Reproduzo aqui um trecho com menos de 5 minutos de uma conversa de uma hora. Quantos segredos, técnicas, habilidades, sabedoria estão contidos nesses 5 minutos... Imagine durante uma vida inteira de apenas um desses Mestres, que dirá de toda uma comunidade, de gerações... Estamos realmente a queimar bibliotecas em nome da modernidade e do preservacionismo ambiental. Preservacionismo esse que hoje reserva áreas naturais e seus recursos para o desfrute da indústria do turismo, e, no futuro, para uso e exploração das grandes corporações. Porque quando o motivo é alegar o desenvolvimento econômico de um país, o PIB ("gerar empregos"), tudo vale (vide a ampliação do porto de São Sebastião, Belo Monte, etc), e quando não existirem mais comunidades tradicionais que vivam nessas, ou dessas, áreas naturais, ficará muito mais fácil justificar o uso dos recursos para o "bem do país" e seu crescimento econômico.
Esta conversa foi gravada com os Mestres Antenor e James, filhos do Zé Gil, um famoso pescador da Praia da Enseada.
Foto: Peter Nemeth, Antenor e James, dois Mestres caiçaras. |
Os pesqueiro Alemão, nós ecolhia antes, por causa de...

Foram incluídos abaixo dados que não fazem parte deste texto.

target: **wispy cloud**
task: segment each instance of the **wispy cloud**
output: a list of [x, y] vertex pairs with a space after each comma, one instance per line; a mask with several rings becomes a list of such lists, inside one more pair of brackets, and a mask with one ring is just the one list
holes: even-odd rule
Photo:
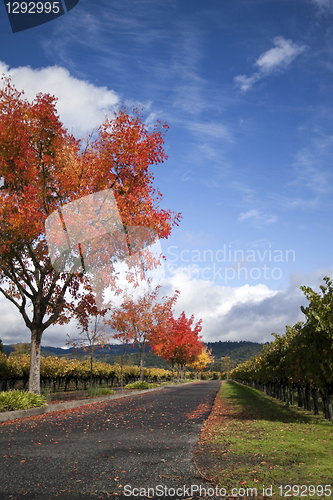
[[0, 61], [1, 73], [10, 75], [17, 89], [23, 89], [29, 100], [33, 100], [39, 92], [55, 95], [62, 122], [78, 137], [100, 125], [105, 115], [112, 116], [119, 103], [119, 97], [113, 90], [79, 80], [60, 66], [9, 68]]
[[333, 9], [333, 0], [310, 0], [310, 2], [318, 8], [320, 14]]
[[277, 221], [276, 215], [264, 214], [261, 210], [252, 209], [247, 212], [242, 212], [238, 217], [239, 222], [251, 220], [256, 226], [273, 224]]
[[251, 76], [238, 75], [235, 77], [235, 84], [242, 92], [247, 92], [253, 85], [279, 70], [287, 68], [294, 59], [302, 54], [308, 47], [298, 45], [292, 40], [286, 40], [282, 36], [277, 36], [273, 40], [274, 47], [261, 54], [255, 62], [258, 71]]

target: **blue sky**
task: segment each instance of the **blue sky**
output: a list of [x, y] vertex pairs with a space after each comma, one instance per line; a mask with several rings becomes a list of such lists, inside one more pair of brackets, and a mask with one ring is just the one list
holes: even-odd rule
[[[206, 341], [272, 340], [304, 318], [299, 287], [333, 275], [332, 21], [332, 0], [80, 0], [13, 34], [0, 9], [0, 73], [55, 94], [77, 137], [123, 102], [168, 122], [155, 182], [183, 218], [164, 289]], [[28, 341], [0, 308], [4, 343]]]

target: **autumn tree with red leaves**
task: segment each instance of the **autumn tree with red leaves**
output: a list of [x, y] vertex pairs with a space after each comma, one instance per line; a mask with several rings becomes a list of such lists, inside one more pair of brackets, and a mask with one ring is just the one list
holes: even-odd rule
[[[122, 109], [105, 120], [96, 139], [84, 144], [62, 125], [54, 97], [38, 94], [29, 102], [10, 79], [2, 77], [0, 291], [17, 307], [31, 332], [31, 392], [40, 393], [43, 332], [55, 323], [68, 323], [73, 303], [82, 306], [85, 294], [91, 293], [80, 245], [81, 267], [52, 266], [48, 217], [57, 211], [61, 215], [66, 205], [82, 197], [112, 190], [127, 240], [129, 229], [137, 226], [167, 238], [180, 214], [159, 208], [161, 194], [153, 188], [149, 170], [167, 158], [166, 130], [167, 125], [158, 123], [148, 131], [139, 112], [134, 110], [131, 116]], [[110, 283], [112, 255], [103, 251], [103, 244], [99, 248], [93, 258], [104, 283]], [[86, 254], [89, 251], [87, 244]]]
[[145, 294], [135, 299], [126, 296], [121, 306], [114, 310], [112, 317], [107, 321], [108, 325], [116, 330], [114, 338], [122, 344], [136, 344], [140, 353], [140, 380], [143, 378], [143, 353], [146, 346], [152, 345], [152, 338], [157, 330], [166, 328], [179, 291], [171, 297], [158, 298], [160, 286], [153, 291], [148, 290]]
[[186, 318], [183, 311], [178, 319], [170, 314], [163, 327], [155, 329], [151, 339], [153, 352], [171, 363], [172, 379], [175, 365], [182, 371], [185, 365], [194, 363], [202, 352], [203, 343], [199, 336], [201, 323], [202, 320], [199, 320], [194, 324], [193, 314]]

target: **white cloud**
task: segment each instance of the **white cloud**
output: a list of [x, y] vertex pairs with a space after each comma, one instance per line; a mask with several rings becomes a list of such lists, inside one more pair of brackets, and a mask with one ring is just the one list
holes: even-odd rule
[[253, 85], [280, 69], [285, 69], [294, 59], [302, 54], [306, 49], [306, 45], [298, 45], [292, 40], [286, 40], [282, 36], [274, 38], [275, 47], [261, 54], [255, 62], [255, 66], [259, 67], [259, 71], [251, 76], [238, 75], [234, 81], [242, 92], [247, 92]]
[[300, 310], [307, 300], [301, 285], [318, 290], [325, 275], [332, 269], [316, 270], [307, 275], [290, 275], [290, 284], [284, 290], [271, 290], [267, 285], [248, 284], [241, 287], [219, 286], [208, 280], [190, 279], [186, 268], [178, 268], [166, 285], [166, 292], [181, 291], [175, 307], [175, 316], [182, 311], [203, 320], [202, 336], [205, 342], [218, 340], [270, 342], [272, 333], [283, 335], [286, 325], [305, 321]]
[[297, 45], [291, 40], [285, 40], [282, 36], [277, 36], [273, 41], [275, 47], [261, 54], [256, 61], [256, 65], [265, 73], [271, 73], [278, 68], [286, 68], [306, 49], [306, 45]]
[[327, 12], [333, 7], [333, 0], [310, 0], [319, 10], [319, 13]]
[[[240, 287], [216, 285], [213, 281], [191, 279], [185, 267], [174, 271], [164, 282], [163, 295], [172, 295], [180, 290], [175, 307], [175, 317], [182, 311], [195, 321], [203, 320], [202, 336], [205, 342], [218, 340], [270, 342], [271, 334], [285, 333], [286, 325], [304, 321], [300, 310], [307, 300], [300, 290], [301, 285], [319, 291], [323, 277], [332, 276], [333, 269], [317, 269], [306, 275], [291, 274], [289, 286], [284, 290], [271, 290], [266, 284], [258, 283]], [[0, 298], [2, 318], [1, 339], [4, 344], [30, 342], [30, 332], [20, 314], [6, 299]], [[43, 334], [43, 345], [65, 346], [66, 334], [74, 334], [74, 322], [69, 325], [54, 325]]]
[[25, 97], [30, 101], [39, 92], [55, 95], [60, 119], [76, 137], [85, 136], [99, 126], [105, 115], [111, 117], [119, 103], [119, 97], [113, 90], [79, 80], [60, 66], [9, 68], [0, 61], [2, 73], [11, 75], [16, 88], [24, 90]]

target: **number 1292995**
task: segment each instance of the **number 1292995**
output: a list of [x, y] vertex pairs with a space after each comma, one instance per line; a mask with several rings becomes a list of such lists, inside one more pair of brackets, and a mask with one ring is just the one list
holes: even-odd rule
[[60, 2], [8, 2], [8, 14], [59, 14]]

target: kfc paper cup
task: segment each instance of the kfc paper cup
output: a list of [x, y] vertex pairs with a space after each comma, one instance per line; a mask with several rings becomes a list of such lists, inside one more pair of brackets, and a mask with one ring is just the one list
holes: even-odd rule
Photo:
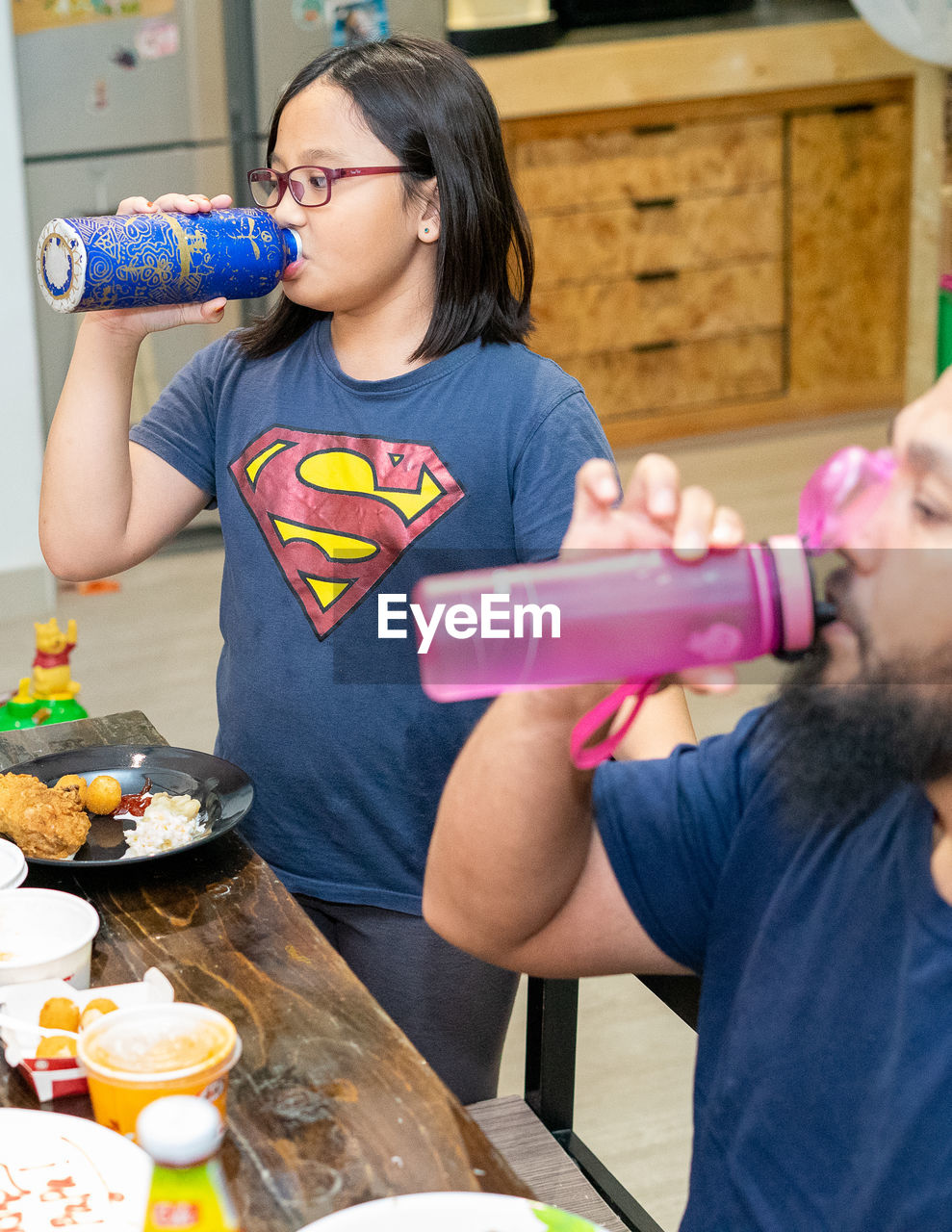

quando pegava um peixe bom... então cê marcava ali... então tem toquero grande
sabe, lugar grande esses toquero... que nem esse Carén Carén aí memo, o Carén
Carén ele é um... é quase um cascalho, quase que um parcelzão lá fora, mas tem
buraco que o peixe carregava... é só garoupão memo sabe, em baixo do costão, é... meu pai quantas vez quase virava nóis lá (para embarcar a garoupa na
canoazinha).
Então assim, você mata um peixe que está naquela toca, outro
vem e entra naquele lugar, começa a morar ali também?
Ah é... Eu levei o Ferrão pra pesca lá viu, o Carlos, na...
na Boca da Arraia, ali no coisa, ele afundou veio loco: Nossa Senhora! Nunca vi tanto peixe! Que lugar fundo, mas como tem garoupa, só tem garoupa, só
garoupão! Ficou tão loco, que nem um pinguim, até que matou uma garoupa e correu
de lá por causa da Florestal né... mas lá tem muito. Pesquei co Lagarto uma vez
lá, perdemo linha pra caramba lá. Mas é lugá de garoupão. Cê vê como é que é
peixe, quase encostado na pedra, a canoa bate na pedra né, o costão... é buraco
do costão que vai assim, num é assim, é o final do costão que é lascado. E você
vê, ali num tem mar grosso... porque num... o mar num bate, ela sobe e desce
com a canoa né, vem aquela onda leva lá no costão mas num vai pra cima né, arria de novo... eu tinha um medo de pesca
cum meu pai ali é... papai chegava pertinho, ele remava pra frente, eu remava
pra trás... “Entra, rema seu burro!” (risos) “Tá com medo!”. Naquele tempo não
jogava a poita ele pescava como o remo na mão, sabe Alemão, ele governando cum
a mão ele enfiava lá na craca memo... Ah, quando ajuntava aquele peixe
Alemão... nóis ia andava por cima da pedra... puta que pariu... me fodia cum
ele viu...
E garoupa de quantos quilos que puxava mais ou menos?
Ah, a maior que matô aí foi... de linha, foi né, né 23 quilo,
de linha... de linha, de espinhel matou bastante... mas de 18 de 20 de 11 de 12,
é... todo dia trazia. Eu pescava com linha fina que era pra mantê a despesa,
sabe, pagá a isca, matava marimbá, vermelho, jaguaruçá, garoupinha miúda, e ele
na linha grossa, um dia falei: Pai, dá uma linha dessa grossa pra mim mata um
garoupão desse aí, ele me deu uma linha quase da grossura daquele negócio da
bicicleta, mas era linha de algodão Alemão, você fazia assim... tava pesada...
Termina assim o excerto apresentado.